Ce jeudi matin, une manifestation regroupant environ cent agriculteurs a eu lieu à Nice. Les participants ont exprimé leur opposition à l’accord de libre-échange avec le Mercosur, parmi d’autres revendications. Cet événement a été relayé par France Bleu Azur.
Une mobilisation surprise des agriculteurs des Alpes-Maritimes à Nice
En ce jeudi 28 novembre, une centaine d’agriculteurs des Alpes-Maritimes a mené une mobilisation surprise à Nice, comme l’a constaté France Bleu Azur.

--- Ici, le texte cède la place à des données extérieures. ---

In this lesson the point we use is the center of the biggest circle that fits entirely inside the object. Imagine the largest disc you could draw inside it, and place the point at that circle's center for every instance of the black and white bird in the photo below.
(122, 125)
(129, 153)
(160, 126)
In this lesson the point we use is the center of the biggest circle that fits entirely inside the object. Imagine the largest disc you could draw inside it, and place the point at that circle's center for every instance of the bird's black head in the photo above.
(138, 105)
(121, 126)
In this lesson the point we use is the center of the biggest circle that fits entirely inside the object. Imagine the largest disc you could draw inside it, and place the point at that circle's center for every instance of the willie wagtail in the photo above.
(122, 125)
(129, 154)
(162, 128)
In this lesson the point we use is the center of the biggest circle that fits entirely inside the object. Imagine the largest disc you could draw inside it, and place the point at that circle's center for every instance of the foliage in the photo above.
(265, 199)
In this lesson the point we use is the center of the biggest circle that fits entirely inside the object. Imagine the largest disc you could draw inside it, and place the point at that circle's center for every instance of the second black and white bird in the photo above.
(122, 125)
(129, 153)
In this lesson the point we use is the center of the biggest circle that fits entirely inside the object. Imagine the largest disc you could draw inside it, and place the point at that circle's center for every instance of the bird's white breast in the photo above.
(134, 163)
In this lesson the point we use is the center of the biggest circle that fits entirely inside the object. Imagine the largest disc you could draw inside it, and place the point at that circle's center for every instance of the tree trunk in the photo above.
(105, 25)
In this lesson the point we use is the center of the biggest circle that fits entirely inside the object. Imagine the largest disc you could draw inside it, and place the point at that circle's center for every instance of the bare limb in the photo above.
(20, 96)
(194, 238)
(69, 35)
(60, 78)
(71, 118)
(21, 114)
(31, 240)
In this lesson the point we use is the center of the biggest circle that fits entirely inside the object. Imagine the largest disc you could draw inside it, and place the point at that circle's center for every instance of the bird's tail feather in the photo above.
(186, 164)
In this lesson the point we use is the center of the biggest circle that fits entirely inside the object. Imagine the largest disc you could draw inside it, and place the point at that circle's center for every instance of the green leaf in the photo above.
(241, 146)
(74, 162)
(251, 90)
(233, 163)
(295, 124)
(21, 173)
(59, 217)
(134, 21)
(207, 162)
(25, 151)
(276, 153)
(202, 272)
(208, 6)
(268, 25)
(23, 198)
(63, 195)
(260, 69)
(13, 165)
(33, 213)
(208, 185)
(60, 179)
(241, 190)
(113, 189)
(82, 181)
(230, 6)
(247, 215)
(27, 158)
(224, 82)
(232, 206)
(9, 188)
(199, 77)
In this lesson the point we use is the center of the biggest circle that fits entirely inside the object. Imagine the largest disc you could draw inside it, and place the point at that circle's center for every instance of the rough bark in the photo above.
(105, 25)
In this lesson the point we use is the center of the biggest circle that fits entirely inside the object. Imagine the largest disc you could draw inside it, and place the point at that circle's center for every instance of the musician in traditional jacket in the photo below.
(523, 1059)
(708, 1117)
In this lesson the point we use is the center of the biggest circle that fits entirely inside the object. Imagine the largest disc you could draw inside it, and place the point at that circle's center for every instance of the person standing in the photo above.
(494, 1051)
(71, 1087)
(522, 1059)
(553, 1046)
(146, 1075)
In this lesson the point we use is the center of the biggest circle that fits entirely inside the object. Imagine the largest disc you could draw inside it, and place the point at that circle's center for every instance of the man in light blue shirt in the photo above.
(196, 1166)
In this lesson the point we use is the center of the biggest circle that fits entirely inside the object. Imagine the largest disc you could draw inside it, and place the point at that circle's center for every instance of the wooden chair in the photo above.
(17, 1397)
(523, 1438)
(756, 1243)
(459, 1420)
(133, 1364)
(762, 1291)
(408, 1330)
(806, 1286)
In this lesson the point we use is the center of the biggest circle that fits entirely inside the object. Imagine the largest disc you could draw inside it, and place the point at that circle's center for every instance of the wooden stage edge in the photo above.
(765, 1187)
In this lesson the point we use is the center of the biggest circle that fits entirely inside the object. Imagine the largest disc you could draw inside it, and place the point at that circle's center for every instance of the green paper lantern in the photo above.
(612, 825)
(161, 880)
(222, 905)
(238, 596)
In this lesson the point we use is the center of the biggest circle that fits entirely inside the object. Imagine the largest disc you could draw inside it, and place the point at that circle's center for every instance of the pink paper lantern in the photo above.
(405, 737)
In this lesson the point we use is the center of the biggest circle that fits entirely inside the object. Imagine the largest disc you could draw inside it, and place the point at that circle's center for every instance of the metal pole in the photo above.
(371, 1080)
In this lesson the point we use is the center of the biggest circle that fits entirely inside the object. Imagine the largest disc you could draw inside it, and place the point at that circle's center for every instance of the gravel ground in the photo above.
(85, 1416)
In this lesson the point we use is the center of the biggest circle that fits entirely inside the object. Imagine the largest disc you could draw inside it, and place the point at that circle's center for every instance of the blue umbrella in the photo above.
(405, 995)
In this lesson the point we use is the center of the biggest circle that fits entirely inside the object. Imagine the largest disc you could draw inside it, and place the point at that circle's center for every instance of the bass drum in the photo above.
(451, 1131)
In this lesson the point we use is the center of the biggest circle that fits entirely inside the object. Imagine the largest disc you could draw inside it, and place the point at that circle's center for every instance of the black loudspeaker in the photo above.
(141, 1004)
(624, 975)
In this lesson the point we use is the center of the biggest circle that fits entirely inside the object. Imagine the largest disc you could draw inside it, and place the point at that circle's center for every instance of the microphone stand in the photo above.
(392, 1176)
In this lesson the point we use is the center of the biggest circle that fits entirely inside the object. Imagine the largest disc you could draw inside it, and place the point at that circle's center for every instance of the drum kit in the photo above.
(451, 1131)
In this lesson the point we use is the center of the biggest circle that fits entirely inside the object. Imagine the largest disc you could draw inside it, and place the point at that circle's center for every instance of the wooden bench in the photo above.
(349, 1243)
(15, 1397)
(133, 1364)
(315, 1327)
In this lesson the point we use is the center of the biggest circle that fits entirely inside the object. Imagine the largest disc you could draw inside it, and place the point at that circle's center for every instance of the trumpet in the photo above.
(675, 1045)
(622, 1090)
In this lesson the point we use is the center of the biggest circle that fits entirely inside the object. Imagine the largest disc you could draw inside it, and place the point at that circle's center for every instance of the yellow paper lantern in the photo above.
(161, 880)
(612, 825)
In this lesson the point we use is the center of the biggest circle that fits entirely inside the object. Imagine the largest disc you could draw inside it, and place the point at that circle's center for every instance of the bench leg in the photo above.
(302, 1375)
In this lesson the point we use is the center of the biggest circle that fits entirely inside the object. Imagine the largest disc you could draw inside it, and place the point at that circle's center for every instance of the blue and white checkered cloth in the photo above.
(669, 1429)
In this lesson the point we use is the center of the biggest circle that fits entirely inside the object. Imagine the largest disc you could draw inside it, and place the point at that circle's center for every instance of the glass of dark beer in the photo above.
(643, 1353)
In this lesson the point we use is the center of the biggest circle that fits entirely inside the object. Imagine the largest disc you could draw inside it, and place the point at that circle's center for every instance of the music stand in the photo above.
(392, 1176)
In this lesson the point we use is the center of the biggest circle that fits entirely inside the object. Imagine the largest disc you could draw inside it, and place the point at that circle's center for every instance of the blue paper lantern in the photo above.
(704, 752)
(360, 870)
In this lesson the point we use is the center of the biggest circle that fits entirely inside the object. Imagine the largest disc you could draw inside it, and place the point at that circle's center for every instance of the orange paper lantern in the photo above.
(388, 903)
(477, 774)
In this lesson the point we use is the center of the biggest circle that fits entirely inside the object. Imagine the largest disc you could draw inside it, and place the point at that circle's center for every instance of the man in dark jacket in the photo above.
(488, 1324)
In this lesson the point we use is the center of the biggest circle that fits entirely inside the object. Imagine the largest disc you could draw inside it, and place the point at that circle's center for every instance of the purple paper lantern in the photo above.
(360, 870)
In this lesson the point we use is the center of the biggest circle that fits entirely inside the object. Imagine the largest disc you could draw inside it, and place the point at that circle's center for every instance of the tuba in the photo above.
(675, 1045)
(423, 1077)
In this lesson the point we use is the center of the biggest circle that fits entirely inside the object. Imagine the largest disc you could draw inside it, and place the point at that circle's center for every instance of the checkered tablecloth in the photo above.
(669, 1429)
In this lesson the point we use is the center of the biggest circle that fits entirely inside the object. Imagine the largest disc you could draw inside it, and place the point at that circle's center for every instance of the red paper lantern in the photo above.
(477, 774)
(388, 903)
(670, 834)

Les manifestants se sont donné rendez-vous tôt le matin devant le Cadam, le centre administratif départemental des Alpes-Maritimes à Nice. Peu avant 6h, ils se sont rassemblés devant le bâtiment pour y déverser divers produits tels que de la laine et du fumier.
Des revendications locales et nationales
Interrogé par France Bleu Azur, Jean-Philippe Frère, président de la FDSA 06, exprime son mécontentement face à la situation. Il explique que malgré des manifestations antérieures en janvier et février, les agriculteurs se sentent ignorés par les décideurs locaux, notamment les maires. C’est donc avec amertume qu’ils ont décidé de manifester à nouveau.
Le représentant de la FDSEA affirme être très motivé et considère que cette opération coup de poing a été un succès. Les agriculteurs protestent contre le projet de libre-échange avec le Mercosur, le marché sud-américain, mais aussi sur des questions plus locales telles que l’accès à l’eau. Jean-Philippe Frère réclame notamment une tarification agricole unique de l’eau pour le département.
Une question de survie pour les agriculteurs
Jean-Philippe Frère met en garde sur la situation critique des exploitants agricoles dans les Alpes-Maritimes. Avec une moyenne d’âge de 58 ans et peu de repreneurs, il estime que la moitié des agriculteurs pourraient disparaître dans les six prochaines années. Selon lui, la tarification de l’eau est cruciale pour assurer la viabilité des exploitations agricoles dans la région.
En effet, l’eau agricole est un élément essentiel pour l’activité agricole et sa tarification unique est vue comme une mesure urgente et d’intérêt général. Jean-Philippe Frère souligne qu’il est primordial d’agir rapidement pour éviter la disparition de nombreuses exploitations agricoles dans les Alpes-Maritimes.